July 06, 2005

Painful Reality

Tucson Weekly


Twist of Faith, director Kirby Dick's documentary about the sexual abuse of teenagers by an Ohio priest, made me think about what makes movies so compelling. Like most people, I adore big ol' Hollywood blockbusters, because they indulge the audience in a fantasy where goodness defeats evil. And not just defeats it, but really humiliates it and makes it say it's sorry and that from now on, it won't be evil so much as vaguely malign or perhaps dead.

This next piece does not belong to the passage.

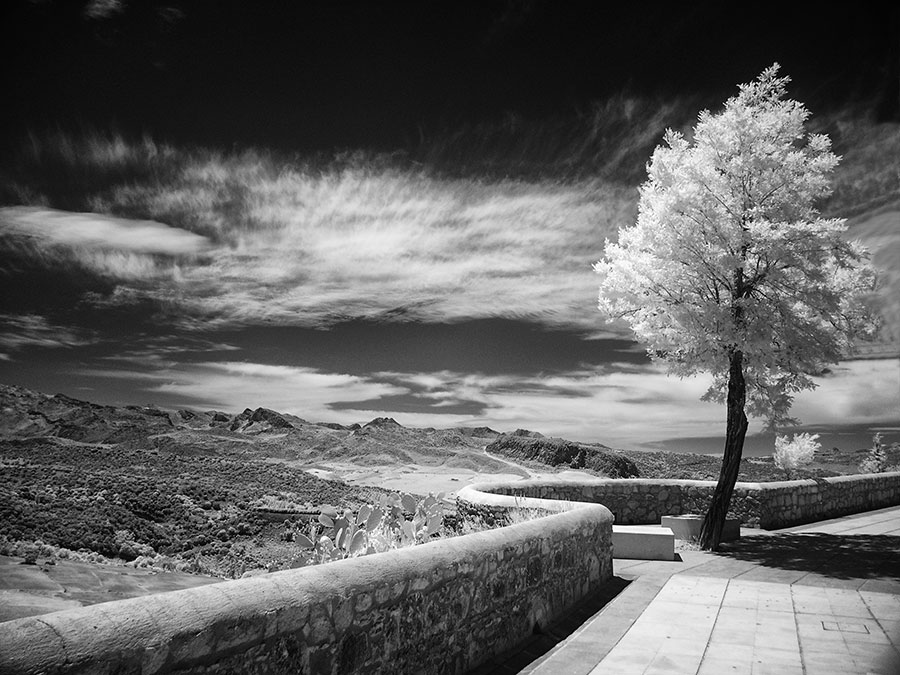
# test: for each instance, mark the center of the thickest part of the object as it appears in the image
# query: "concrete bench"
(687, 527)
(642, 542)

Of course, that's also what's wrong with Hollywood blockbusters (and Hollywood lacklusters as well, for that matter): They're too clear-cut and simplistic. In the real world, things are never so black and white. Like, I bet Goebbels was exactly the guy to go to for a big hug, and that Stalin never failed to call his mom on her birthday.

Or maybe there really is evil in the world. Twist of Faith takes a look at what can happen when evil is not only allowed to run unchecked, but is actually given an expense account and the best lawyers money can buy.

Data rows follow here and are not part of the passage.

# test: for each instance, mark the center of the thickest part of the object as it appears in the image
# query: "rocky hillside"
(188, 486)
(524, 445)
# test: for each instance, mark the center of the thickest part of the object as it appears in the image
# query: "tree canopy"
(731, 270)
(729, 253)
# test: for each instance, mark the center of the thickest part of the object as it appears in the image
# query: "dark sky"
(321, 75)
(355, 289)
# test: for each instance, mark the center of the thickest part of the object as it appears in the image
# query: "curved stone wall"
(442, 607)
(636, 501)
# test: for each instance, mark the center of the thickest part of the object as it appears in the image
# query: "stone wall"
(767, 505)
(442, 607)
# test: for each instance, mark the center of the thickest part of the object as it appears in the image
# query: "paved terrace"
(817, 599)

Dick begins his film with the videotaped deposition of former priest Dennis Gray, who, on top of presenting God's sacraments, presented his penis into the mouths of a number of teenagers who had been placed under his loving care. The focus of the film then shifts to Tony Comes, a 34-year-old firefighter, husband and father who is trying to deal with finding out that Gray has moved into his neighborhood, which wouldn't be such a big deal if Gray hadn't made a habit of repeatedly raping Comes 20 years earlier.